Полковник уехал в деревню, потому что в полусгоревшей Москве жить было не очень весело, а Петербург был ему ненавистен с тех пор, как он проиграл там половину своих будущих доходов, находясь еще под опекою; в деревню он увез с собою и ребенка.

Он был человек немного странный, но очень умный, живал за границею и, несмотря на то что дрался как истинный русский, любил Наполеона и Францию. Твердый и решительный сам, он глубоко сочувствовал этой железной воле, и, несмотря на то что в душе его было много истинной поэзии, он готов был поклоняться даже деспотической дисциплине своего идеала. С слишком немногими из своих современников он смутно постигал в нем не только великого полководца, но характеристический тип человека совершенно новой эпохи, и, сам того не зная, может быть, обожал в нем его стальной прозаизм, так несходный с переслащенною поэзиею прошедшего.

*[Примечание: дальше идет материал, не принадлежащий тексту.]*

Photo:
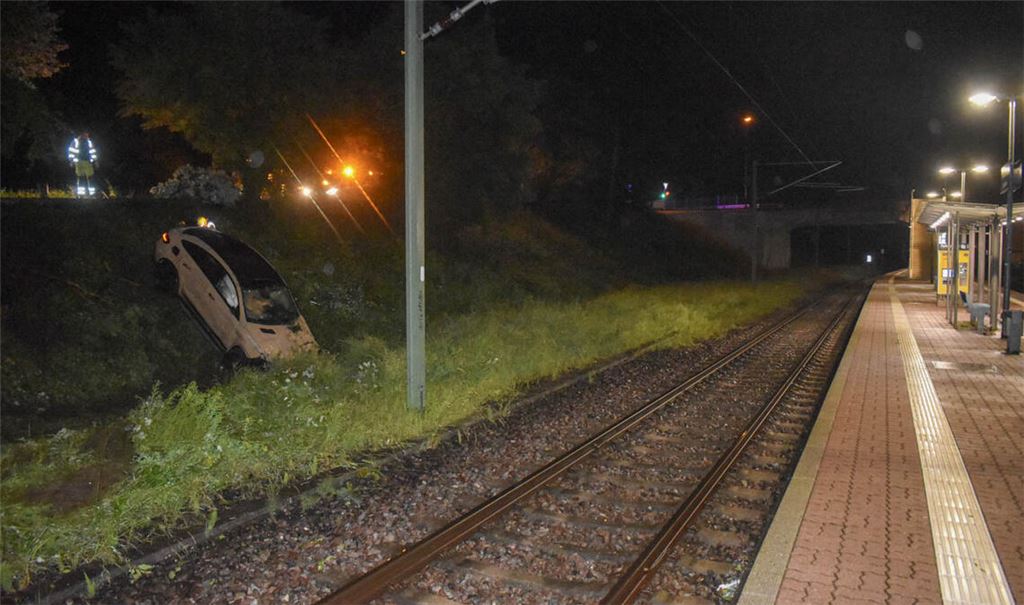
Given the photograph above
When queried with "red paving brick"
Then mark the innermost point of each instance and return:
(865, 535)
(984, 403)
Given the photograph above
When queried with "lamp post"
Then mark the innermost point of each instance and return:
(983, 98)
(949, 170)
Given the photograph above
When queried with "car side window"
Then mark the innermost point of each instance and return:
(215, 272)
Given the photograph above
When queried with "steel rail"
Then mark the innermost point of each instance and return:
(643, 568)
(411, 560)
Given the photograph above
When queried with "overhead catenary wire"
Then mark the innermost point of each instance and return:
(736, 82)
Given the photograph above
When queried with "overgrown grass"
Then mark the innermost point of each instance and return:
(262, 430)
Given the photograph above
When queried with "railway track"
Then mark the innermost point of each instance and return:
(666, 505)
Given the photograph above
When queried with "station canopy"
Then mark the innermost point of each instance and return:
(970, 213)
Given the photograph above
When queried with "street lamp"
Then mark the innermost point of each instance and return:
(984, 98)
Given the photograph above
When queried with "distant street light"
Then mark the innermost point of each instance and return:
(950, 170)
(748, 122)
(984, 98)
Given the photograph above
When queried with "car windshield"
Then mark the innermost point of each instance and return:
(268, 303)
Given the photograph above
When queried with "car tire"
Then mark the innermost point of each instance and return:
(233, 360)
(166, 276)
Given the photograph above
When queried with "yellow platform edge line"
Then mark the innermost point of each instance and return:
(970, 570)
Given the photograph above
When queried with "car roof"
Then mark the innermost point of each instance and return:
(248, 265)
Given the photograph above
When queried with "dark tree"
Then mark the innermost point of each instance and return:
(229, 78)
(29, 46)
(29, 129)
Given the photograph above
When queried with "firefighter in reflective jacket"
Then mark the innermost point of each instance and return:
(82, 155)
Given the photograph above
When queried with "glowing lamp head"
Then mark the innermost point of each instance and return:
(982, 98)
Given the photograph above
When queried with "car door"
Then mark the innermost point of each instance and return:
(213, 295)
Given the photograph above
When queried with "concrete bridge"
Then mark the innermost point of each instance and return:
(773, 228)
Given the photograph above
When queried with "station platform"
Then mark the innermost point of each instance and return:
(911, 486)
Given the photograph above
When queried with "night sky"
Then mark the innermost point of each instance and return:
(880, 86)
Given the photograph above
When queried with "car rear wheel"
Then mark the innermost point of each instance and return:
(166, 276)
(233, 360)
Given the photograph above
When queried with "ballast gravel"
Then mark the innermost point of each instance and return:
(302, 553)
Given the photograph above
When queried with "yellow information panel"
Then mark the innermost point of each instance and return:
(946, 275)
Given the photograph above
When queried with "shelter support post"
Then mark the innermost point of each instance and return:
(954, 263)
(972, 274)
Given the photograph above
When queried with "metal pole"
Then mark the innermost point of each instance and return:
(1007, 249)
(972, 258)
(756, 253)
(415, 272)
(994, 264)
(951, 263)
(955, 264)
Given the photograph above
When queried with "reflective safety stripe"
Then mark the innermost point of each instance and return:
(970, 570)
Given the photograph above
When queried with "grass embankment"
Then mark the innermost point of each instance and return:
(81, 494)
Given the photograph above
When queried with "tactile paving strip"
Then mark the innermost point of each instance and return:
(970, 571)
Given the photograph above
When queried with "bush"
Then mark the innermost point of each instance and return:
(201, 184)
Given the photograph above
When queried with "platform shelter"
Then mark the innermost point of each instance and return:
(958, 246)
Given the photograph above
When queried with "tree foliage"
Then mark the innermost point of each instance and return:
(29, 43)
(29, 49)
(229, 78)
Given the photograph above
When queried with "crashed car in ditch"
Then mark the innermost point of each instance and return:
(235, 295)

Он сам носил в себе семена практического XIX века, и один из первых занялся плодопеременным хозяйством.

Жизненная мораль его была уважение силы и одной только силы. A force de la force {Благодаря силе (франц.; каламбур: в силу силы).} он хотел даже создать из себя машину вместо человека, хотя это ему и не совсем удавалось. Естественно, что он с жаром бросился на теорию Бентэма, как только прочел о ней какую-то статью. В ней нашел он оправдание своих смутно предчувствуемых идеалов, хотя иногда, в минуты русской хандры, часто задавал себе вопрос, отчего эта теория его не удовлетворяет и чего еще ему хочется? В нем были две стороны жизни, и он, утилитарист, по странности своей природы, глубоко сочувствовал романтическому направлению.